Prayer in the schools

President Reagan has sent to Congress a proposed constitutional amendment to restore voluntary prayers in America's public schools.

Throughout most of our history, that right was taken for granted. But the Supreme Court has taken away that right and virtually banished religion from our schools. In several rulings over the last 20 years, the court has held that the First Amendment to the Constitution requires a ''wall of separation between church and state.''

There is nothing in the First Amendment - or anywhere else in the Constitution - that requires or even suggests that religion must be banished from the schools. All that the First Amendment says is that ''Congress shall make no law respecting the restab-lishment of religion, or prohibiting the free exercise thereof.''

It is clear that the founding fathers simply intended to prohibit an ''established church'' - the kind that existed at the time in England. In fact, at the time of the Constitutional Convention, 10 of the 13 original states extended official support or sanction to religion. There were ''established'' churches in New England states, and religious requirements for holding public office in the rest.

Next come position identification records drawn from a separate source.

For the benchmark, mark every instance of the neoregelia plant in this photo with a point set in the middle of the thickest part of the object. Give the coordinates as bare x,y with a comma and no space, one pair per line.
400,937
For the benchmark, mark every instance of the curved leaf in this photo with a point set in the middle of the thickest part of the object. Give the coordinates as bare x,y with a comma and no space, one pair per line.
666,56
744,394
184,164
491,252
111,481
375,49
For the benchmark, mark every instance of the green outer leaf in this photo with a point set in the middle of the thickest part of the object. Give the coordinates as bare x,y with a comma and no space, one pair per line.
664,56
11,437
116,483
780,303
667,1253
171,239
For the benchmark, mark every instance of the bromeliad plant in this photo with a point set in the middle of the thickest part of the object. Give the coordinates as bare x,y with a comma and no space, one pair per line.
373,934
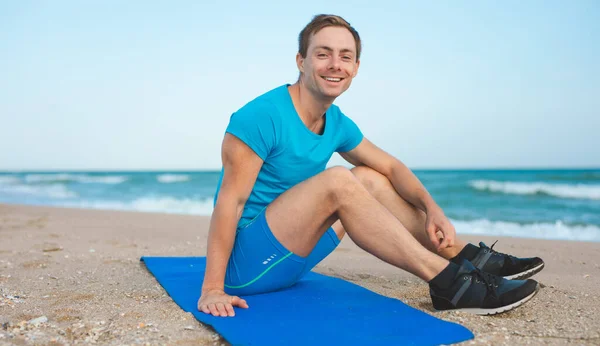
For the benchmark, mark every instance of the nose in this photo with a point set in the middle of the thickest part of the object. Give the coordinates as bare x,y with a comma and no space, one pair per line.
334,63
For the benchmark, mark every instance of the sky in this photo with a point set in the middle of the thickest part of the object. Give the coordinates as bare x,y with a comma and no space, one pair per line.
150,85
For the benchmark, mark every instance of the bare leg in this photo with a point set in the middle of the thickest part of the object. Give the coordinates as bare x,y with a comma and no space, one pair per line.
412,218
300,216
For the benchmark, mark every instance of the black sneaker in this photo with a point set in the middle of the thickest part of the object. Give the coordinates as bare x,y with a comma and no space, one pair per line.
497,263
481,293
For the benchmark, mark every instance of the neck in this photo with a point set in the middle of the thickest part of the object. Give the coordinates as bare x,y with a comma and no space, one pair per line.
310,107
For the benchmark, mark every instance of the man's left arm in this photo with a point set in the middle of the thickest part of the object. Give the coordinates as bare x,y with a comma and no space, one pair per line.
408,187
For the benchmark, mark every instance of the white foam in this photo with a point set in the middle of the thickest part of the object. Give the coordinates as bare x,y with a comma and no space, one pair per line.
80,178
9,179
556,230
578,191
56,191
151,204
172,178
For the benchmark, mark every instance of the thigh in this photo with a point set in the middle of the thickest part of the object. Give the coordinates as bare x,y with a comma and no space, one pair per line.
326,244
259,263
301,215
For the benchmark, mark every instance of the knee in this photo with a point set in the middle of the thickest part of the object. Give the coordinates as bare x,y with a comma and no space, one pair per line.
340,180
372,180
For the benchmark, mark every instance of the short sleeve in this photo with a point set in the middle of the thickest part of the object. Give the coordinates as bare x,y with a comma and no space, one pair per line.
254,125
352,134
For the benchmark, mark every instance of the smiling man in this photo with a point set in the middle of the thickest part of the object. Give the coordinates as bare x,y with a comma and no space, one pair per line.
279,211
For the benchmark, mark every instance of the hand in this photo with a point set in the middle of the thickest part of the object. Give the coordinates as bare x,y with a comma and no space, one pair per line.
437,222
219,303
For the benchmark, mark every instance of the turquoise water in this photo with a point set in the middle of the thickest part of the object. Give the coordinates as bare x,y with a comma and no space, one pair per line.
547,204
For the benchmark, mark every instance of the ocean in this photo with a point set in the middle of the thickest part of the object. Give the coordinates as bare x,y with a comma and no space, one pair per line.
543,204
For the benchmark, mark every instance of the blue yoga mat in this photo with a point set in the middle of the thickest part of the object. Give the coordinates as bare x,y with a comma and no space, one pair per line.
318,310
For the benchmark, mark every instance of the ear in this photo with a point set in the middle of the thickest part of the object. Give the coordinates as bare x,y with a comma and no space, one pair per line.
300,62
356,69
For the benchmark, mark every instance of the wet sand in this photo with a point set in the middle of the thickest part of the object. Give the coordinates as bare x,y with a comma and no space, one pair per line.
80,270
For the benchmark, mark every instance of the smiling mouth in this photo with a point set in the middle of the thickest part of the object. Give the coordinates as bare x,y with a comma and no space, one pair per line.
332,79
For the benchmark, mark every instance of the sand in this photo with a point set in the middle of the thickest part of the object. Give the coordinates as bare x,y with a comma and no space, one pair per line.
78,273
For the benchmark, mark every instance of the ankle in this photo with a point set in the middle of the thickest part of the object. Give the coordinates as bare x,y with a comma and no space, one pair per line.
446,277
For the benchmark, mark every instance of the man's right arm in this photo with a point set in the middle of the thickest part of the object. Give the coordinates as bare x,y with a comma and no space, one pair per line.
241,166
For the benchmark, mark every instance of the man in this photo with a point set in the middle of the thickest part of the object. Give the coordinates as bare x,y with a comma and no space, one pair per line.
278,211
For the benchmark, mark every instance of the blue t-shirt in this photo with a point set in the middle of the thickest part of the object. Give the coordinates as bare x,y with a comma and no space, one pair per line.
292,153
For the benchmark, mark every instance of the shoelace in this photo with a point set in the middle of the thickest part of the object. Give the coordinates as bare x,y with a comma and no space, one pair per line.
491,281
513,259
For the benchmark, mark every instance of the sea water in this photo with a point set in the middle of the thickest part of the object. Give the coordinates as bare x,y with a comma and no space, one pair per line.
545,204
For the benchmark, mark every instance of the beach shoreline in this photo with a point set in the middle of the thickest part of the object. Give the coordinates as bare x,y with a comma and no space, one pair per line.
80,269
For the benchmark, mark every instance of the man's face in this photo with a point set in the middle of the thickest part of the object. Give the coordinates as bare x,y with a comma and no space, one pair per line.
330,62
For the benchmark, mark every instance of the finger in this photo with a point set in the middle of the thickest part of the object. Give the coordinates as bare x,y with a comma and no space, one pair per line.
221,309
431,231
213,309
444,244
237,301
452,236
229,310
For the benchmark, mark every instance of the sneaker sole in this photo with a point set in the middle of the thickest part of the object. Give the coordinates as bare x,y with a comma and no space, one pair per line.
501,309
526,274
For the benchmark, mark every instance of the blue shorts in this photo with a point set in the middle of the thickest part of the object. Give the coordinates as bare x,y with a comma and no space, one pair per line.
259,263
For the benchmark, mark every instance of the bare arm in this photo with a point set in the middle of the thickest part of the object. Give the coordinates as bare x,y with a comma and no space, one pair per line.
241,166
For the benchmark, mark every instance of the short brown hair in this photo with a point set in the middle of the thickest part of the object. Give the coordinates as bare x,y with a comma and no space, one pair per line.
322,21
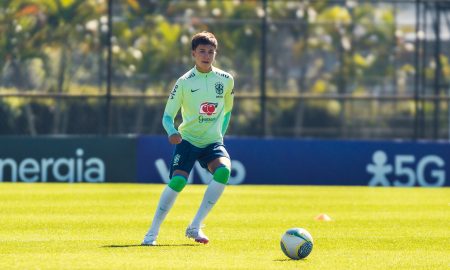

The First Amendment was demanded and ratified by those same states to prevent the establishment of a national religion and to protect their own, varied religious practices from federal interference.

Surely the last thing the framers of the Constitution had in mind was to abolish prayer in schools or other public places or to prohibit the appointment of chaplains and other official actions in support of religion - all of which were practiced by the Congress that passed the First Amendment and by the states that ratified it.

On the very day the language of the First Amendment was adopted, the House of Representatives passed a resolution calling for a day of prayer and Thanksgiving ''to acknowledge with grateful hearts the many signal favors of Almighty God.''

Religious freedom and diversity have played an important role in our country's history. Individuals or groups who are not religious and choose not to pray have a right to make that choice.

But their views should not be imposed on the rest of the nation. Until the Supreme Court stepped in, religious freedom and tolerance coexisted in our schools and other public places for nearly 200 years.

''Prayer has sustained our people in times of crisis, strengthened us in times of challenge and guided us through our daily lives since the first settlers came to this continent,'' President Reagan noted recently. He added that ''our forebears came not for gold, but mainly in search of God and the freedom to worship in their own way.''

The French philosopher, Alexis de Tocqueville, visiting America 150 years ago , marveled at Americans because they understood that a free people must also be a religious people. ''Despotism may be able to do without faith,'' he wrote, ''but freedom cannot.''

How can we possibly hope to retain our freedom in future generations if we fail to allow our children to participate in voluntary prayers in their classrooms and learn that liberty springs from an abiding faith in the Creator?